Bottom line is, for those that don't know......NEVER buy videotapes from England.

#31888 12/08/03 02:46 PM
Joined: Aug 2002
Posts: 1,691

Without getting too technical.

Your wife bought tapes recorded in the PAL video format commonly used in Europe.

USA (I assume you're in the USA) is part of a group of countries that uses the American-developed NTSC format.

The formats are not compatible. However, you can still watch what is on the tapes if you take them to a video store that does PAL-NTSC conversions. They'll dub them for you and the copies will be on NTSC. Don't know what the going rate is. Quality may not be the greatest - as you may have seen if you make copies from a regular video tape or audio tape at home.

Also, you can buy a multi-standard VCR and you can watch your stuff directly on your TV.

These will run for a few hundred dollars -- you can probably buy one off the some place on the Internet.

#31889 12/08/03 02:49 PM
Joined: Sep 2002
Posts: 1,498
Likes: 1
C-H Offline
Yes, there is a difference: The US uses NTSC, whereas the UK uses PAL.

New VCR often have capability to playback both formats. But who buys a VCR today?

Anyway, look at the following threads for in-depth information.

#31890 12/08/03 06:30 PM
Joined: Feb 2003
Posts: 67
pwood Offline OP
thanks for the information about the differences.i live in a technologically deprived area.i received 1 channel on the telly for 20 years before investing in a satellite ,as bruce springsteen sang"54 channels and there's nothing on"
guess we"ll try to return the videos or go to the uk and watch them.i like the second option.a tall frosty pint of watney's red ale and a good video sounds good! [Linked Image]

#31891 12/08/03 10:43 PM
Joined: Aug 2002
Posts: 1,691

I don't know about Europe, but here in the 'States, Mexico and Canada, thanks to the unversality of the NTSC system, multi-standard VCRs are a rarity and an expensive luxury.

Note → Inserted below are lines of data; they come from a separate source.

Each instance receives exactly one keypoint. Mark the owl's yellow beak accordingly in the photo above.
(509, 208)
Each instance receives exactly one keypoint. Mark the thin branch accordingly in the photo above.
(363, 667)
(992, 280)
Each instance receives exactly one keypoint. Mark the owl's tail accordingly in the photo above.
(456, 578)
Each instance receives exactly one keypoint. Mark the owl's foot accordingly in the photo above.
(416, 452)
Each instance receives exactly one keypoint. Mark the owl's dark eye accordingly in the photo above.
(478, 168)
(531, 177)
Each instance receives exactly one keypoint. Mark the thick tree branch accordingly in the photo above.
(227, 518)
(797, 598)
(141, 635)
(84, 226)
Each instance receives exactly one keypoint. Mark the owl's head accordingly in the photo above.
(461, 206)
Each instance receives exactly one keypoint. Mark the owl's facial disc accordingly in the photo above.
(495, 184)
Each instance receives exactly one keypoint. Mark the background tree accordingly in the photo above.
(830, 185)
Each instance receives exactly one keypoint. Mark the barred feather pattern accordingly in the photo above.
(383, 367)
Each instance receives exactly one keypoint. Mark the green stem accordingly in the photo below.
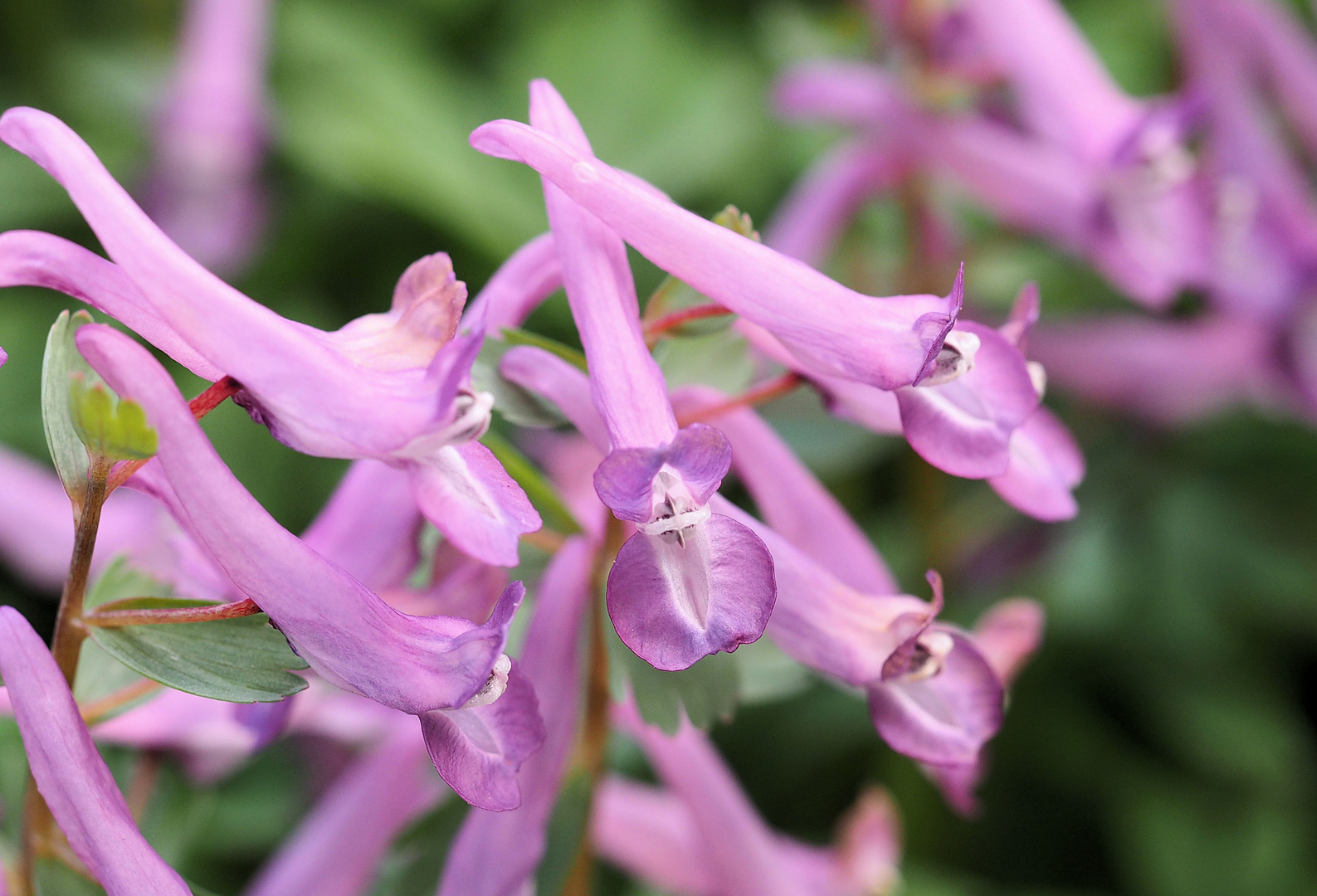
(108, 617)
(594, 732)
(38, 826)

Most people don't feel a need to have them, since everywhere you go, it's all NTSC.

An average multi-system video deck costs $200. An NTSC-only deck costs on average $50 to $80. Even less if you know where to shop. Sometimes as low as $30.

P.S.: As I wrote this, I noticed one of my VCRs just died. Time to hit the shops... [Linked Image]

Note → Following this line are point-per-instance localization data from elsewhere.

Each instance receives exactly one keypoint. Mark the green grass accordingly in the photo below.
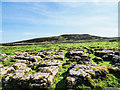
(60, 79)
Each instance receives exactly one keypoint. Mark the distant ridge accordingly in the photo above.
(65, 38)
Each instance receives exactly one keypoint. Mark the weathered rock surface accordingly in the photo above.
(83, 74)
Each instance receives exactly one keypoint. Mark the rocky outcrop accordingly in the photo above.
(82, 74)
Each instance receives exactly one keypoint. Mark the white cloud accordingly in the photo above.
(60, 0)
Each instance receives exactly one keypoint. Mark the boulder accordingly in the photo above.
(6, 70)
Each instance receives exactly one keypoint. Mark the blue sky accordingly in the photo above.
(25, 20)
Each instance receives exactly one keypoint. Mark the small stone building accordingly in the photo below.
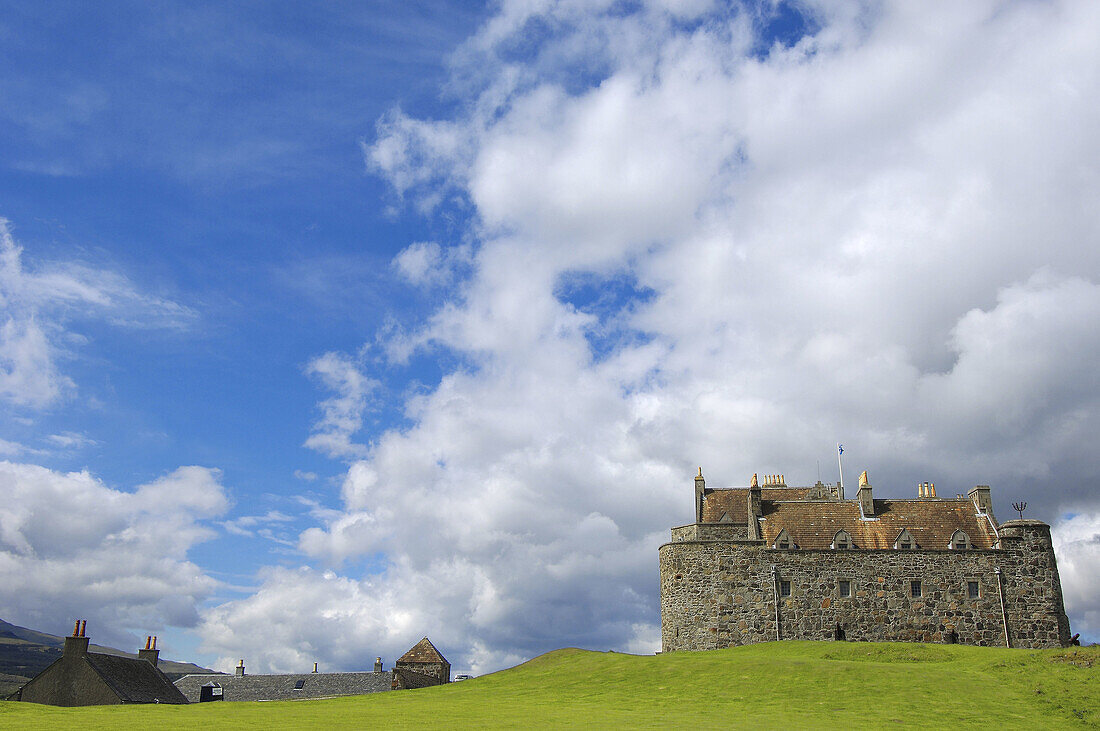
(422, 660)
(419, 667)
(90, 678)
(772, 562)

[This message has been edited by SvenNYC (edited 12-08-2003).]

#31892 12/09/03 09:24 AM
Joined: Aug 2001
Posts: 7,520
Sorry for the delay -- I worked 12-hours straight yesterday, so didn't have any time to catch up on ECN!

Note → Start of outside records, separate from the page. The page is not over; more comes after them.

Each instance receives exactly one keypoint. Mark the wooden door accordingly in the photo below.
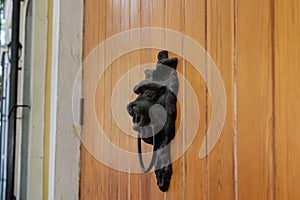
(255, 45)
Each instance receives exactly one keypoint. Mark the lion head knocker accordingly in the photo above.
(154, 114)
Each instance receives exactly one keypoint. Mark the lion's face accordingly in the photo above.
(148, 96)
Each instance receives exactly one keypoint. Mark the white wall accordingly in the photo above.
(64, 145)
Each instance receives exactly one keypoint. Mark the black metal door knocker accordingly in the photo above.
(154, 113)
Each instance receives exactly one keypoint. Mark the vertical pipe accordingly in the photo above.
(13, 99)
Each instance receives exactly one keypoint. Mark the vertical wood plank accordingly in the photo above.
(174, 19)
(195, 180)
(287, 95)
(90, 41)
(220, 46)
(254, 100)
(134, 60)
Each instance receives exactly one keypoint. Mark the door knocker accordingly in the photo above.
(153, 114)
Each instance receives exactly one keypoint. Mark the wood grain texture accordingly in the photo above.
(254, 100)
(287, 95)
(195, 168)
(174, 19)
(220, 46)
(257, 42)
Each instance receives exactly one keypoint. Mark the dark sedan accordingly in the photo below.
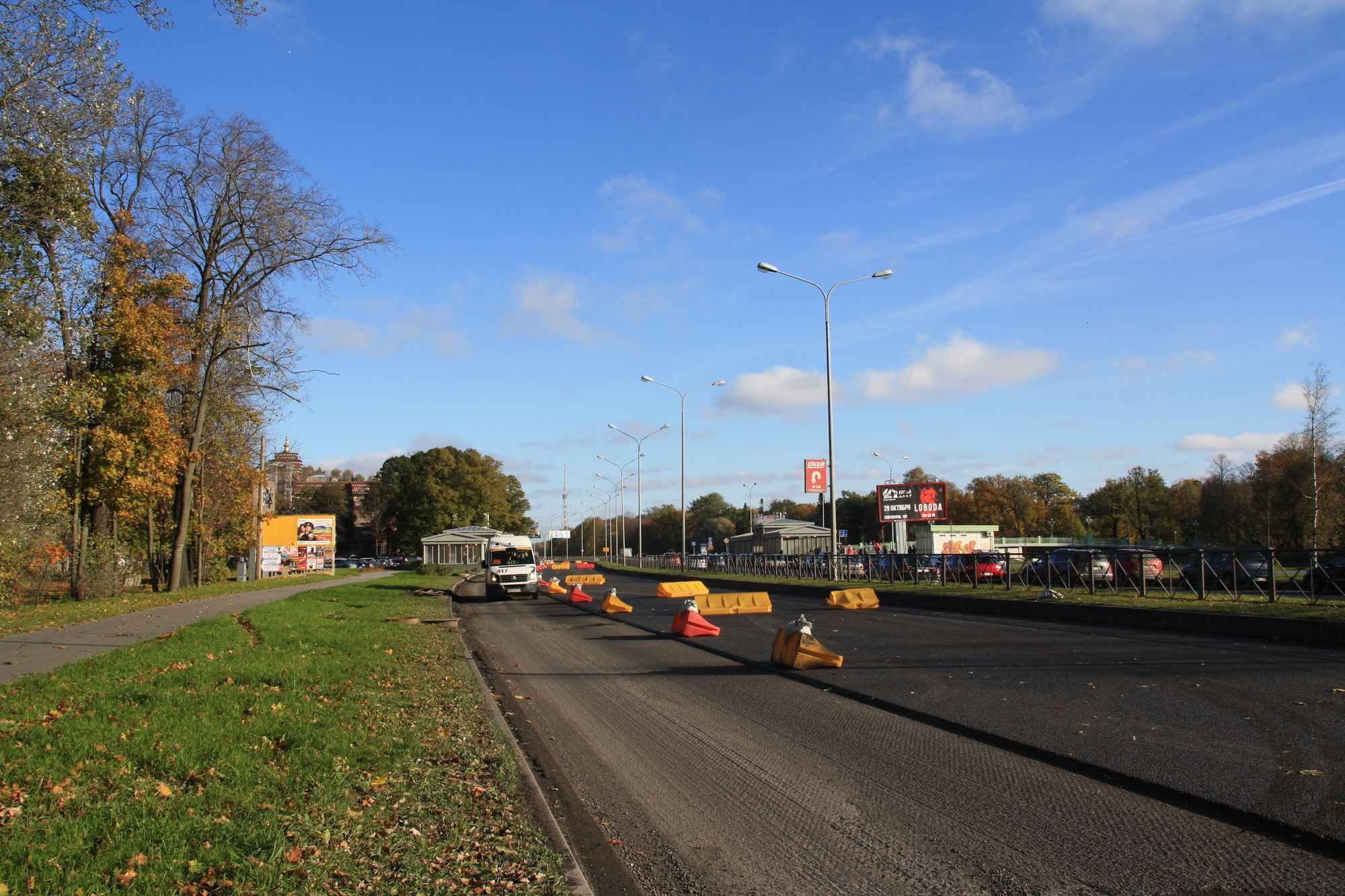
(1229, 569)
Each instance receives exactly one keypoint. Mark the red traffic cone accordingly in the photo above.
(689, 622)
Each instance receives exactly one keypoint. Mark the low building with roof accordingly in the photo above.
(462, 546)
(778, 536)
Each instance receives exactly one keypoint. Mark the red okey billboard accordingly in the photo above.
(816, 477)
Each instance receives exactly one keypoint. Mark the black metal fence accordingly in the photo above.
(1266, 575)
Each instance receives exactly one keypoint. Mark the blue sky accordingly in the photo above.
(1116, 228)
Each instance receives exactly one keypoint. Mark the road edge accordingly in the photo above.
(1243, 818)
(541, 809)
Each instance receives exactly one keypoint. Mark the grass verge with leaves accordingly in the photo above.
(18, 618)
(303, 747)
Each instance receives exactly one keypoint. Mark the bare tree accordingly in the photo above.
(241, 217)
(1319, 432)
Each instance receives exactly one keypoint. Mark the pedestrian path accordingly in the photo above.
(44, 650)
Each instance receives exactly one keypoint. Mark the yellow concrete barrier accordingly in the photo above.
(614, 604)
(800, 649)
(753, 602)
(853, 599)
(683, 589)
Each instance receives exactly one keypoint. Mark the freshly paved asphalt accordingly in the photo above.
(50, 647)
(715, 776)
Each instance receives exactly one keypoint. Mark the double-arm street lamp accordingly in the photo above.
(621, 495)
(684, 395)
(640, 497)
(827, 325)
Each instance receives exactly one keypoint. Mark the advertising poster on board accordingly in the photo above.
(297, 545)
(914, 502)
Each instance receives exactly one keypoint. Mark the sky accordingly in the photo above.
(1114, 228)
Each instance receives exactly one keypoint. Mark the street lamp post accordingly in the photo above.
(684, 395)
(827, 326)
(619, 499)
(640, 497)
(891, 481)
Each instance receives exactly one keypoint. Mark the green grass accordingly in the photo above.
(1285, 607)
(303, 747)
(17, 618)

A multi-standard VCR may help, but as Sven mentioned, they're harder to come by in the U.S. as they're regarded as something of a "boffins" item.

Here in the U.K. many domestic VCRs sold in the last 10 years or so have NTSC playback capability. The output isn't true NTSC, but a hybrid signal designed to be watchable on a normal British PAL receiver. With VHS tapes being cheaper and often available earlier in the U.S. than here, it's a natural result of people wanting to buy tapes from America.

Without getting too technical, the tape running fast is a result of the different frame rates. The U.S. system uses 525 lines at 30 frames per second; Britain uses 625 lines at 25 frames per second.

There is a control track recorded along one edge of the tape with pulses to allow proper synchronization of the frames (think of it as being similar to the sprocket holes on film).

An American VCR will try to adjust the tape speed to lock at 30 frames per second, so the British tape recorded at 25 frames per second will end up running too fast.

The universal acceptance of NTSC throughout the U.S., Canada, Mexico, and beyond certainly makes life easier. Go from tapes to regular TV receivers in Europe, and you'll find even more compatibility issues due to different channel allocations etc.

True multi-standard tape machines can be quite expensive. If you're planning on buying foreign tapes on a regular basis, it might be worth checking out good used machines on in the "Professional video" category on eBay.

Even so, you'd still need a monitor or receiver which will accept 625/50-PAL signals, or you'd need a digital standards converter to convert to 525/60-NTSC.

Any chance that the dealer tha tapes came from over here sells an NTSC version and would exchange them for you?

[Linked Image from]

[This message has been edited by pauluk (edited 12-09-2003).]